VISTOS, relatados e discutidos os autos.
1. Adota-se, por brevidade, o relatório elaborado pelo eminente Juiz de Direito Substituto em 2º Grau Gil Francisco de Paula Xavier F. Guerra por ocasião do exame do pleito liminar:
"Trata-se de Agravo de Instrumento interposto por KAUAN AUGUSTO SILVA DE MATOS, JANICRER JÚLIO DA SILVA DE MATOS e KELSON AUGUSTO GAIOSKI DE MATOS contra a decisão proferida na `Ação de Nulidade de Negócio Jurídico c/c Indenização por Danos Morais c/c Tutela de Urgência' nº 0012126-54.2016.8.16.0017, em Décima Primeira Câmara Cível Agravo de Instrumento nº 1.555.511-4
trâmite na 5ª Vara Cível do Foro Central da Comarca da Região Metropolitana de Maringá, que deixou de apreciar o pedido para que os Agravados sejam impedidos de `disseminar qualquer palavra ofensiva e/ou ameaças' aos Agravantes por se considerar materialmente incompetente para apreciá-lo e carentes de interesse processual (fls. 19/24). [seq. 7]
Em suas razões, sustentam os Agravantes, em síntese, que: em 2015, se mudaram para o município de Umuarama, porém, em razão de dificuldades financeiras, aceitaram empréstimo financeiro oferecido pelo Sr. Maykon José Giacomelli Ferreira; que, embora tenham honrado quase a totalidade do empréstimo, remanesceu a última parcela, no valor de R$ 1.900,00; que, em decorrência desse débito, o credor contratou o sr. Luiz Carlos Barboza para cobrar a dívida, o qual compareceu na igreja em que frequentam, fez um escândalo e os ameaçou de morte; que, mesmo após terem contatado o credor a fim de realizarem um acordo, novamente o Sr. Luiz foi até a residência em que moram e novamente os ameaçou de morte e proferiu palavras chulas e depreciativas, o que foi presenciado pelo seu filho menor; que os Agravados, além disso, começaram a entrar em contato com outras pessoas da comunidade religiosa para que entregassem suas dívidas para que pudessem realizar as cobranças, hostilizando lhes e envergonhando ainda mais e que, ao contrário do que entendeu o juiz da causa, tem sim interesse processual e é sua a competência para impor tutela inibitória aos Agravados a fim de coibi-los de proceder de forma desrespeitosa, ultrajante e ofensiva aos direitos da personalidade ao cobrar-lhes a citada dívida. Requerem, por isso, a antecipação da tutela recursal e, ao final, a reforma da decisão agravada (fls. 04/17)".

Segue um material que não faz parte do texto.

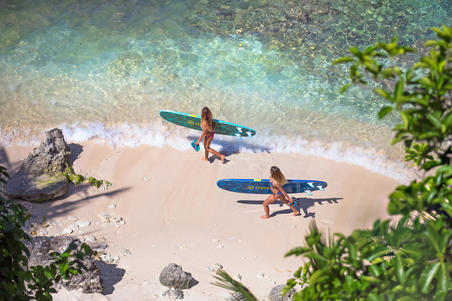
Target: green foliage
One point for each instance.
(17, 280)
(77, 179)
(410, 259)
(422, 94)
(239, 291)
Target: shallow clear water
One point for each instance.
(106, 68)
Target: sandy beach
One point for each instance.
(174, 212)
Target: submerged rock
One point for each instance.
(89, 281)
(40, 177)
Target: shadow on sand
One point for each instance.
(110, 274)
(302, 204)
(230, 147)
(51, 209)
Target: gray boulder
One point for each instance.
(41, 246)
(275, 294)
(176, 280)
(40, 177)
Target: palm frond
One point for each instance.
(238, 291)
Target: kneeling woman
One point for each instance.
(277, 180)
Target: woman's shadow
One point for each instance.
(301, 204)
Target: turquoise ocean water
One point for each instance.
(105, 68)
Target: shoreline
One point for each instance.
(174, 212)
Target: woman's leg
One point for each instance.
(268, 201)
(206, 151)
(211, 150)
(283, 199)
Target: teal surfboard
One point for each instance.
(193, 122)
(262, 186)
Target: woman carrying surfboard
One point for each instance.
(207, 134)
(277, 180)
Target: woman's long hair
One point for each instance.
(206, 118)
(276, 174)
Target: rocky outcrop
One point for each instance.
(40, 177)
(275, 294)
(89, 281)
(176, 280)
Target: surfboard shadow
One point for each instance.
(230, 147)
(302, 205)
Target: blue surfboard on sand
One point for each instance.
(193, 122)
(262, 186)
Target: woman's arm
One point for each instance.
(203, 134)
(285, 194)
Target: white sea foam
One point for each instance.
(160, 134)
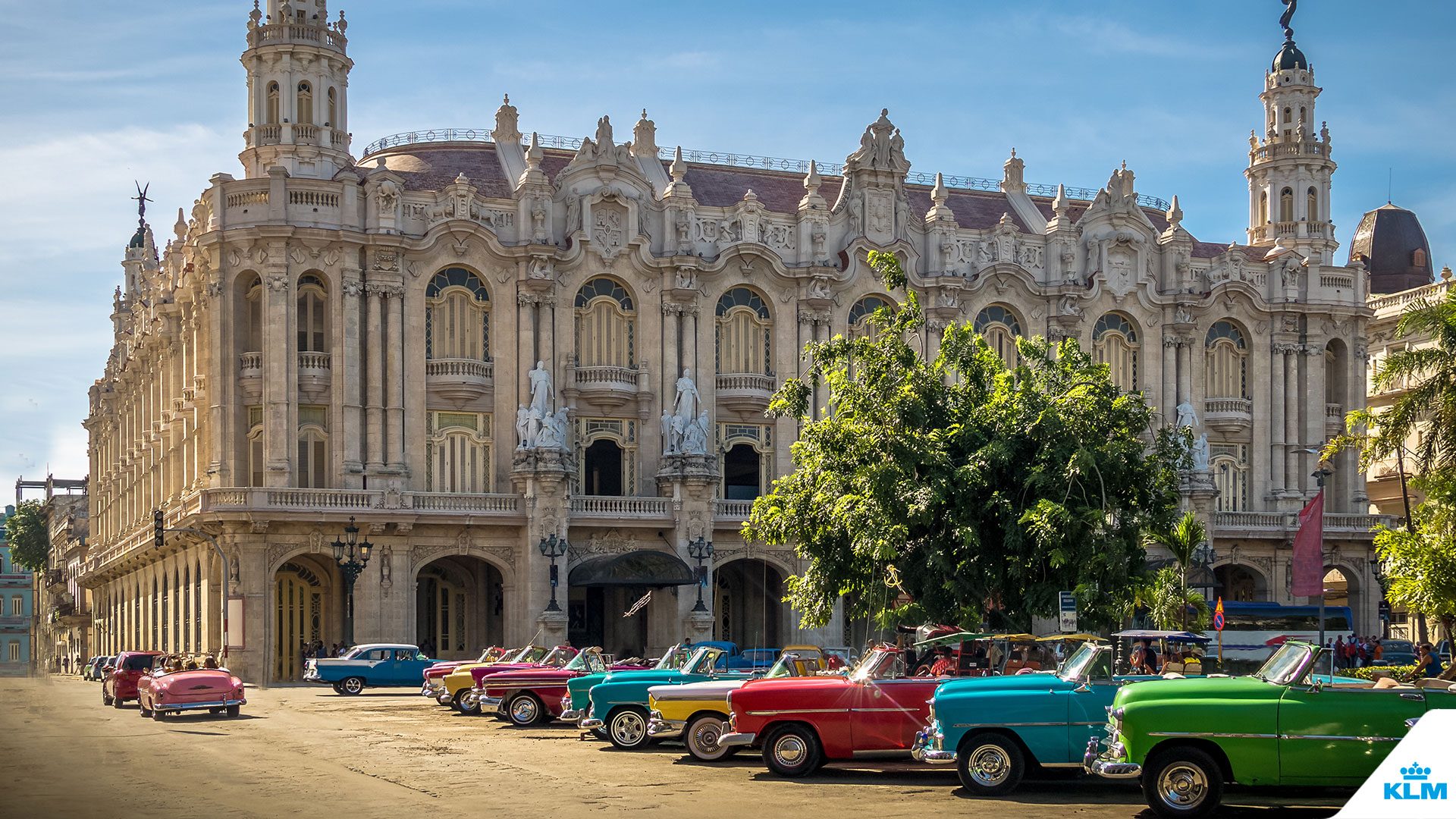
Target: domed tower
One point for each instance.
(1291, 167)
(297, 91)
(1392, 245)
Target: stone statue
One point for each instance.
(541, 390)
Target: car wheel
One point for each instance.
(792, 751)
(525, 710)
(626, 727)
(1183, 783)
(990, 764)
(701, 736)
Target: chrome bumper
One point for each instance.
(658, 727)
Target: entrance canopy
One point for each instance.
(642, 567)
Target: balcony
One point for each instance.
(745, 392)
(1228, 416)
(459, 379)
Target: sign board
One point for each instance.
(1068, 611)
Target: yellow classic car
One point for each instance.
(698, 713)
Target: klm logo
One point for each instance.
(1416, 784)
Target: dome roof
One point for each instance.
(1291, 57)
(1394, 248)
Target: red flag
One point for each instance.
(1310, 550)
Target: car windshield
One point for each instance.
(1285, 665)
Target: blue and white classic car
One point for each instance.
(375, 665)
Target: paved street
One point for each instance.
(394, 754)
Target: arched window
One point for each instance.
(312, 315)
(861, 312)
(1001, 328)
(606, 325)
(745, 341)
(1226, 362)
(1114, 343)
(305, 104)
(457, 316)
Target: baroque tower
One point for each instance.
(297, 91)
(1291, 167)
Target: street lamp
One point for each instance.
(353, 556)
(554, 547)
(701, 550)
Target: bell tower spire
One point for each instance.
(297, 89)
(1291, 165)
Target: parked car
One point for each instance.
(802, 723)
(171, 691)
(619, 701)
(536, 695)
(375, 665)
(1283, 726)
(698, 711)
(120, 679)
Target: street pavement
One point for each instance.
(391, 754)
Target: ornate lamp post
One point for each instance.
(351, 556)
(552, 548)
(701, 550)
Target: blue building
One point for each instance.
(17, 607)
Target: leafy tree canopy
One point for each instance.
(976, 490)
(28, 535)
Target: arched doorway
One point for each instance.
(748, 604)
(459, 607)
(303, 613)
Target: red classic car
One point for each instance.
(536, 695)
(216, 689)
(120, 681)
(800, 723)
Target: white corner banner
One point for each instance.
(1417, 780)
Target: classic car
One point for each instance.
(619, 701)
(802, 723)
(535, 695)
(213, 689)
(698, 711)
(1283, 726)
(460, 682)
(120, 679)
(373, 665)
(995, 727)
(435, 676)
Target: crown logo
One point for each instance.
(1416, 773)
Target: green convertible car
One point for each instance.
(1283, 726)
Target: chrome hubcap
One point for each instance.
(1183, 786)
(989, 765)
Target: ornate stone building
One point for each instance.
(475, 340)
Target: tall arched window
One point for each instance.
(1226, 362)
(1114, 343)
(457, 316)
(745, 341)
(606, 325)
(313, 312)
(861, 312)
(305, 104)
(1001, 328)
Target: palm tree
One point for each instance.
(1183, 539)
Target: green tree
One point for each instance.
(28, 535)
(977, 490)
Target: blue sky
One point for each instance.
(98, 93)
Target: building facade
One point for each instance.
(15, 610)
(479, 344)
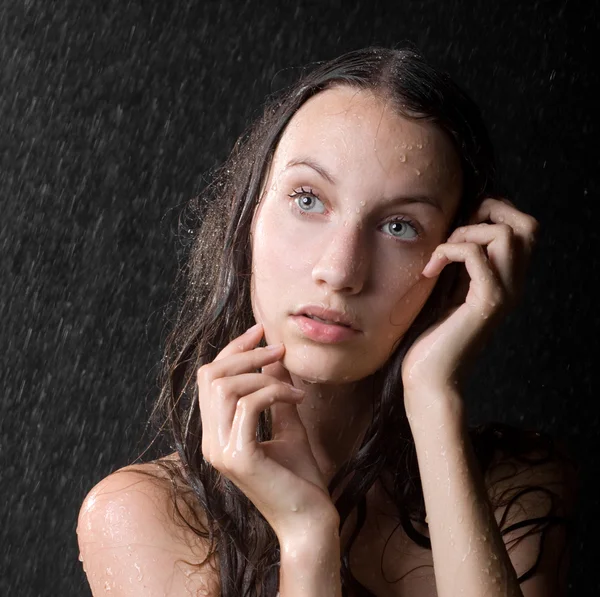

Deferida em parte a liminar "para determinar que o juízo a quo aprecie o pedido liminar veiculado pelos Agravantes no tocante à imposição de tutela inibitória aos Agravados consistente na proibição de proceder a cobrança da dívida de forma desrespeitosa, ultrajante e ofensiva aos direitos da personalidade" dos Agravantes (fls. 69/72).
Apesar de intimados, os Agravados não ofereceram contrarrazões (fl. 83).
É o relatório.
2. Presentes os pressupostos de admissibilidade, o recurso comporta conhecimento.
No mérito, é de ser dado parcial provimento a este recurso. Décima Primeira Câmara Cível Agravo de Instrumento nº 1.555.511-4
Pelo que se verifica da inicial, o Agravante veiculou duas pretensões liminares "No intuito de prevenir a mácula à honra e o agravo ao estado psicológico e emocional dos Autores e de seu filho, por possíveis exteriorizações em sede de ameaças, consubstanciados nos fortes indícios da verossimilhança intrínseca da narrativa dos Autores, pede que seja DEFERIDA LIMINARMENTE a TUTELA INIBITÓRIA em caráter de URGÊNCIA, com o fim de compelir os Réus a se absterem de disseminar qualquer palavra ofensiva e/ou ameaça aos Autores, a fim de evitar a violação do direito dos mesmos" (seq. 1.1.)
O juízo a quo deixou de apreciá-las por considerar que os Agravantes não teriam interesse processual, já que a ameaça configure ilícito penal e, por isso, caberia à parte tomar as providências na esfera criminal.
Razão, entretanto, assiste aos Recorrentes.
É que, mesmo que a conduta configure crime, ela também é tutelável no âmbito cível, porque, igualmente, em tese, constitui um ilícito civil (abuso de direito na cobrança da dívida).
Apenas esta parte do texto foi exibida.